Cash Flow is Important
I learned about cash flow due to running into cash flow issues! I have spent time at different stages in my career working in my family’s franchise business, working for franchisors and supporting franchisees. The goal has always been to drive top-line revenue and bottom-line results. To do this, I learned firsthand the importance of delivering first-in-class customer service, having a product/service the customer wanted to come back for, and how to measure my success.
For this series of posts, I will focus on understanding the financial reports available when running your business. As many new business owners will discover, time is in short supply, and you tend to play whack-a-mole; when you have the time, you focus on the things you can do and do well.
Firsthand, anything to do with accounting is typically last on the list for myself and most business owners. I know what’s in the bank, what’s coming in, and what’s going out. I’m good, right? Not necessarily.
A cash flow statement is one of the most straightforward tools you can develop independently. The cash flow goal is to measure outflows (what you’re paying out) and your inflows (what’s coming in). The delicate balance of running a business when you start is managing your cash flow and the timing of when payments are going out and coming in.
Cash Flow Example
Here’s an example for you, over a four-week month, you will more than likely have the following expenses:
- Payroll – Week 2, Week 4
- Lease Payment – Week 1
- Franchise Royalties/Marketing Fees – Week 2
- Inventory Orders – Week 1, Week 3
- Weekly Bank Deposit – Week 1,2,3,4
- Utilities – Week 1
- Vehicle Lease – Week 3
- Tax payment – Week 2
You could pay these outflows as they come in, OR you could be strategic and pay them when you know you’ll have more cash on hand or, more importantly, leverage payment terms to help with the payments. You can’t change the timing of your fixed payments, like leases, payroll, franchise fees, and taxes. Still, you can change the timing of your inventory order to possibly once a month during week 3, for example. If they exist, you could also use payment terms to push the payment out from this month to the next. With your inflow of bank deposits – increasing the frequency of deposits from weekly to Monday/Thursday will give you a more consistent balance in your account.
Payment Terms
The other key to tracking your outflow and inflow is to see when you could run into a cash crunch and work with vendors for payment terms. Receiving inventory on a Friday with a three business day payment term would give you an extra two days to generate cashflow (Saturday/Sunday) vs receiving on a Monday and having to pay on Thursday.

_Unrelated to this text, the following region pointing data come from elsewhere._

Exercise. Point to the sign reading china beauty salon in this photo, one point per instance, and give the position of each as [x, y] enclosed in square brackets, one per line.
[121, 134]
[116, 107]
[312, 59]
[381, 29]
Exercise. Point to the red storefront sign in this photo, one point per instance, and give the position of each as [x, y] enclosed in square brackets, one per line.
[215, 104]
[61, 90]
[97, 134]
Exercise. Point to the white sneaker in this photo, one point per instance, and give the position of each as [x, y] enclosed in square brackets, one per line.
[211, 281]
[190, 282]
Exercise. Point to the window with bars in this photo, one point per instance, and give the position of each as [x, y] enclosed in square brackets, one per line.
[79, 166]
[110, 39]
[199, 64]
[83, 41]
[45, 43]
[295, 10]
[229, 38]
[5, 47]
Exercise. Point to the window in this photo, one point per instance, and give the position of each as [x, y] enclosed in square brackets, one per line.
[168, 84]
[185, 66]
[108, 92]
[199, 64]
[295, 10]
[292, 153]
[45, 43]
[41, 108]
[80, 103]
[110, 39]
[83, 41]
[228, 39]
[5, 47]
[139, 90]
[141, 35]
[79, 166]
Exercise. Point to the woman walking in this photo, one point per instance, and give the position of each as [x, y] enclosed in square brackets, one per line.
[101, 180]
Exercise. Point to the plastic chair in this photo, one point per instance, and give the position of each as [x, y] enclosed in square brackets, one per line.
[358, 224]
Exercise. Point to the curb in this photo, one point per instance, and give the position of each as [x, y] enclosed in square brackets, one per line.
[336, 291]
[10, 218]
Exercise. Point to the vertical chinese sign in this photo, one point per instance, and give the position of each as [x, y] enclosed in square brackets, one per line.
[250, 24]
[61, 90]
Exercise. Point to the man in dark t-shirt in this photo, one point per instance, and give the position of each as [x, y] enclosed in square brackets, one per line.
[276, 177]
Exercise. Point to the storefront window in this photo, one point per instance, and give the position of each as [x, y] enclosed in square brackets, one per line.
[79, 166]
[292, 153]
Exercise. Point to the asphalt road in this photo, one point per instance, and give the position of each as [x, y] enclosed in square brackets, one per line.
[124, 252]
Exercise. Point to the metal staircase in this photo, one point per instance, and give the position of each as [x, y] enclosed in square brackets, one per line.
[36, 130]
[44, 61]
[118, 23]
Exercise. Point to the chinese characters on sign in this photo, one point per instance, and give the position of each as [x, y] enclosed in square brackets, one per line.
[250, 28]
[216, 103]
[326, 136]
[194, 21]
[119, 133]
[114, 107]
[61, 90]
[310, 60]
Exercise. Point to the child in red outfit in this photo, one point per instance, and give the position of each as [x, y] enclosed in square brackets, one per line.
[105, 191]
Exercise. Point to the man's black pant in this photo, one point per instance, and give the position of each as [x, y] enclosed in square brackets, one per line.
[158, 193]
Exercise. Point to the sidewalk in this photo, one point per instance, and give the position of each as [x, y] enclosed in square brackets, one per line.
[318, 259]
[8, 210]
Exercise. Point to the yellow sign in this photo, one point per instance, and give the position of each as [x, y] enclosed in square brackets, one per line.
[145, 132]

This is a valuable way to measure the performance of your business that does not require an accounting background. You need to take the time to look at a prior month to understand what is being paid out and when. To make things easier, I have created a simple cash flow in Excel that you can use to get started if you have any questions on how to use this tool, email or leave a comment.
Keep grinding and know that the more you see how the money flows, the better you’ll understand if your business generates positive or negative cash flow.